What a pain.
In June we purchased a nice/reasonable teenager car (1998 Escort ZX2). Fairly low miles, good tires, with heat and AC for $1500.
Last week it was wrecked, or rather run into in a parking lot incident. The damage wasn’t all that bad, but the suspension was broken.
The person was covered by Progressive. All in all the claim service has been decent. The problem is they won’t use any used/remanufactured/aftermarket suspension parts. So the cost of fixing the suspension pushed passed the value of the vehicle.
Hence, it’s "Totaled".
It’s still a decent car given it’s purpose. Good gas mileage, working AC, etc.
So we’re taking the settlement, minus the buy back ($250) and we’re going to fix it. Cost to fix: ~$1200-ish. that does not include a new bumper, but does include beating out the dent in the fender so it’s not so bad. Remember, teenage driver, to/from school and work is it’s primary purpose.

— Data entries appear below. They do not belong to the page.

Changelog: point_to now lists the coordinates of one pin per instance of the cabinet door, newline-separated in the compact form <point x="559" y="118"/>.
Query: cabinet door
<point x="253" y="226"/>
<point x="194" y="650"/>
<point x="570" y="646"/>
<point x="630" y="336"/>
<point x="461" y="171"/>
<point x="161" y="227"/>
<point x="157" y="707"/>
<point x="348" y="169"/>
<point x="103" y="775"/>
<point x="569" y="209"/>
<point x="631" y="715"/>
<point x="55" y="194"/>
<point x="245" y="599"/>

So, the Salvage process goes like this.
To get the settlement from Progressive I have to convert the Title to salvage. Cost: $5.00.
I then have to bounce next door and buy a Salvage Inspection Certificate. Cost: $53.00.
The car is now Salvage and as such is not licensed to be on the road. (We can’t drive it). It will be fixed tomorrow or Saturday, but we’re stuck. We can’t drive it until our inspection date which generally runs 30 days out. The body shop had an inspection certificate which they claim is transferable so they made the inspection appointment for us for Dec 22nd. So we’re without wheels until then.
We now wait for the car to be repaired, and for Dec 22nd to roll around. We are permitted to drive it to the inspection location (on the certificate).
Once it passes, we then have to go back to the Title agency and convert the title to rebuilt salvage. (Another $6.00). Then again bounce next door to the registrar and pay to have the plate put back on it (Another $4.50).
The little costs add up, but it’s more the time and running around that’s a big pain in the butt.
It seems to me that this whole process could be streamlined for instant rebuilds like ours. I recognize that most of them don’t go this way, but the typical 30 day lag for the inspection for instant rebuilds is a big inconvenience.
Another fine example of how efficient our governments are.